With a crack of the whip, your black cab is gone again. Yes. You are a scumbag.
Workforce in detail
We briefly talked about it before in our residential introduction and this time, we want to share some more details about our workforce feature. As you already know, every residential tier in Anno 1800 provides its own workforce type. However, workforce tiers are not just allocated to production lines of said tier; instead, labor of your different residential tiers will be used for specific types of production buildings.
Agricultural buildings as an example will always require farmers to get their production going but you will unlock more of that type of production buildings in later tiers. As every workforce tier is dedicated to a specific type of production, you won’t be able to use your higher tier workforce, such as workers, in a lower tier agricultural buildings.

Every workforce tier supports a specific type of production building, which are not limited to the residential tier of your workforce.
With our new system, lower tier workforce never becomes obsolete and that increases the challenge and complexity when advancing through the tiers.
Your workforce is calculated for each isle separately, which leaves you with the option to either build small settlements to support your production, or to transfer workforce from one isle to another.
If you don’t have sufficient workforce of a given type available to keep your factories going, productivity will get partially reduced based on the percentage of workers missing.
Getting rid of the old way of progressing linearly through the tiers adds complexity and believability while it also provides more strategic freedom for the player.
But there is more to it than just providing the required amount of workforce- we also give you the option to impact the working conditions of your residents in order to influence your productivity.

Here an example for a level two production chain, including not only two types of workforce as also two types of production buildings from two tiers.
You hold the whip, working conditions
Steel beams, mass fabricated glass and modern manufacturing progresses such as the conveyer belt allowed cities to massively expand in size and height. However, while modern factories pushed productions to a level never seen before, the era became also known for its working conditions: days often longer than 12 hours under (for our modern understanding) harshest conditions.
We want to give you the freedom of choice regarding the working conditions in your company, if it is a temporary boost of your steel factories to keep up in an arms race, becoming a modern socialist rewarding your residents with short working days or even pushing your industry and your workforce to its absolute limit. Just like your manufactured modern steel, everything has its own breaking point.
We give you the tools to affect the working conditions on each of your islands. Simply speaking, you can decide to let your residents work longer and harder to compensate workforce shortage by increasing productivity or boosting your economy in general. We do not only enable you to change the working conditions for each type of workforce, you will also be able to change the conditions for each type of production building. You have a shortage of iron ore, which slows down your weapon manufacturing? Just push the working conditions of your iron miners, which will only increase the productivity of all your iron mines on that island.
Workers became a prideful new class of citizen, welded together by hard labor and a sense of community.

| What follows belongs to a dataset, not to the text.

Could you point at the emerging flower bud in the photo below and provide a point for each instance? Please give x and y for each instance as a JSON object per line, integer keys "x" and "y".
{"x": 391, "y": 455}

Pushing your working conditions at the cost of your residents has consequences, as it affects the happiness of your people negatively. It has a negative impact on the morale of the affected workforce type, while the system will also take into account if you change the conditions only for a specific production building. In the case of the boosted iron mines, it will have an impact on the happiness of all your workers based on the percentage of your workforce working in your mineshafts.
Always keep an eye on your people and interpret the signs of times early enough if you want to take appropriate actions. Your working folks will bend only that much and if you pass that mark, they might put down their tools and mobilize for a strike.
On the contrary, if you are a modernist implementing good working conditions in your factories or on your farms, your residents will show you their gratitude.
The working conditions are only one factor which impacts the happiness of your residents. The happier your residents, the better the mood in the city. A clever economist can find the right balance between bending your working conditions while pleasing your residents with other concessions while a ruthless or desperate ruler can rely on their police forces to keep things in order.
Happiness and player freedom
There are many ways how you can have an impact on the happiness of your residents and how their mood affects the gameplay. While a topic on it’s own for a future blog, we are curious to know how you see the new possibilities playing around with the working conditions. Are you already thinking about all the ways to micromanage your power economy? Are you an altruist who likes to give something back and keep your folk happy or do you just love the freedom of choice and all the small stories, which the system might tell?